Suppose that the decay chain is initiated by type 1 isotopes with no daughter nuclei present at time zero, and that no other isotope decays into this type. The time evolution of the decay chain is then governed by the set of differential equations

$$\begin{aligned}\dot{N}_1= & {} - \lambda _1 N_1 , \\ \dot{N}_2= & {} - \lambda _2 N_2 + \lambda _1 N_1 , \\ \dot{N}_3= & {} - \lambda _3 N_3 + \lambda _2 N_2 , \\ \cdots= & {} {-}\cdots , \end{aligned}$$

with initial conditions

$$ N_1(0) = N_0 , \qquad N_2(0) = N_3(0) = \cdots = 0 . $$

We already know the solution of the first line:

$$ N_1(t) = N_0 \, \mathrm {e}^{-\lambda _1 t} . $$

The next component of the chain is obtained by first multiplying the second line of the system by \(\mathrm {e}^{\lambda _2 t}\) and exploiting the previously calculated solution for \(N_1(t)\),

$$ \mathrm {e}^{\lambda _2 t} \dot{N}_2(t) = - \lambda _2 \, \mathrm {e}^{\lambda _2 t} N_2 + \lambda _1 N_0 \, \mathrm {e}^{(\lambda _2-\lambda _1) t} . $$

We move the first term on the right to the left,

$$ \mathrm {e}^{\lambda _2 t} \dot{N}_2(t) + \lambda _2 \, \mathrm {e}^{\lambda _2 t} N_2 = \left( \mathrm {e}^{\lambda _2 t} {N}_2(t) \right) ^\cdot = \lambda _1 N_0 \, \mathrm {e}^{(\lambda _2-\lambda _1) t} , $$

and integrate to get

$$ \mathrm {e}^{\lambda _2 t} {N}_2(t) = {\lambda _1\over \lambda _2-\lambda _1} N_0 \, \mathrm {e}^{(\lambda _2-\lambda _1) t} + C . $$

The constant C is dictated by the condition \(N_2(0)=0\), whence \(C=-\lambda _1 N_0 / (\lambda _2-\lambda _1)\) and

$$ N_2(t) = {\lambda _1\over \lambda _1-\lambda _2} N_0 \left[ \mathrm {e}^{-\lambda _2 t} - \mathrm {e}^{-\lambda _1 t} \right] . $$

The same trick can be used to obtain the remaining elements of the chain: in the ith line of the system we always multiply \(\dot{N}_i\) by \(\mathrm {e}^{\lambda _i t}\), carry over \(-\lambda _i \, \mathrm {e}^{\lambda _i t}N_i\) to the left where it can be joined with its neighbor into a derivative of a product, grab the result from the previous step, and integrate.
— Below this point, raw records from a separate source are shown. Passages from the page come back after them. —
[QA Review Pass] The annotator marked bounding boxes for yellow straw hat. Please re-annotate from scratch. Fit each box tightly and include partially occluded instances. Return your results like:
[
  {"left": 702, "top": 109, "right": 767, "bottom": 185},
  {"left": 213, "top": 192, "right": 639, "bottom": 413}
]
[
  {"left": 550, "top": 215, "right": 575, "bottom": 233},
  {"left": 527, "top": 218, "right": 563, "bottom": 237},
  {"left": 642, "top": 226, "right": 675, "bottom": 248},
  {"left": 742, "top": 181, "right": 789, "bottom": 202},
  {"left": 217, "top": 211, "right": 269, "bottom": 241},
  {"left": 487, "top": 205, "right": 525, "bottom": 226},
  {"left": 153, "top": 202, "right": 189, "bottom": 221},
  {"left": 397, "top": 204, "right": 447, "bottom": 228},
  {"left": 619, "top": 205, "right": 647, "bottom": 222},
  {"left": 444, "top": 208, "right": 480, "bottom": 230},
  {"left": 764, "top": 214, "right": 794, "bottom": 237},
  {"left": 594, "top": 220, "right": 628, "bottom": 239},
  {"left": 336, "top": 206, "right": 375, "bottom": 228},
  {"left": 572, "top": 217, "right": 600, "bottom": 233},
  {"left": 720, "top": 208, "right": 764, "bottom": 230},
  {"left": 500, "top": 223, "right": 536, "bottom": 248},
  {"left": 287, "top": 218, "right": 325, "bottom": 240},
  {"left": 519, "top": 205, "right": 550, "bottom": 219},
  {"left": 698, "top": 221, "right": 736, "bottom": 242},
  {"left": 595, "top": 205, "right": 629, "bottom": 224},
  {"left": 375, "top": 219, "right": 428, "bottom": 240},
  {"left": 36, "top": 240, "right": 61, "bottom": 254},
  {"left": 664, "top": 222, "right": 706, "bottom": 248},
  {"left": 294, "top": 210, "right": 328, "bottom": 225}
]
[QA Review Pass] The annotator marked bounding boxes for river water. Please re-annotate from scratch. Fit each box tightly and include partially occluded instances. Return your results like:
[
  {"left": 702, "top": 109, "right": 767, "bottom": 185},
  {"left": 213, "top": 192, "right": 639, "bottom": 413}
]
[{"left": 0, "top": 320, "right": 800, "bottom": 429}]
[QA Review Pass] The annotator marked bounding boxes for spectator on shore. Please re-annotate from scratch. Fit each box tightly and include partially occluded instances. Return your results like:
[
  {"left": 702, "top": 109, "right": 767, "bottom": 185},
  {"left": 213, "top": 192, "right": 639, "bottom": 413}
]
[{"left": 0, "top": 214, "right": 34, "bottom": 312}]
For the third element of the chain, for example, we obtain

$$ N_3(t) = \lambda _1 \lambda _2 N_0 \left[ {\mathrm {e}^{-\lambda _1 t} \over (\lambda _2-\lambda _1)(\lambda _3-\lambda _1)} +{\mathrm {e}^{-\lambda _2 t} \over (\lambda _1-\lambda _2)(\lambda _3-\lambda _2)} +{\mathrm {e}^{-\lambda _3 t} \over (\lambda _1-\lambda _3)(\lambda _2-\lambda _3)} \right] . $$

It is obvious that this can be generalized to

$$\begin{aligned} N_k(t) = \sum _{i=1}^k \left( \prod _{{j=1\atop j\ne i}}^k {\lambda _j \over \lambda _j-\lambda _i} \right) \lambda _i \, \mathrm {e}^{-\lambda _i t} , \end{aligned}$$
(3.28)

except that we must replace \(\lambda _k \rightarrow N_0\) in the numerator of all fractions. Such a distribution, which in general describes a sum of independent , exponentially distributed variables, each with its own parameter \(\lambda _i\), is called hypo-exponential.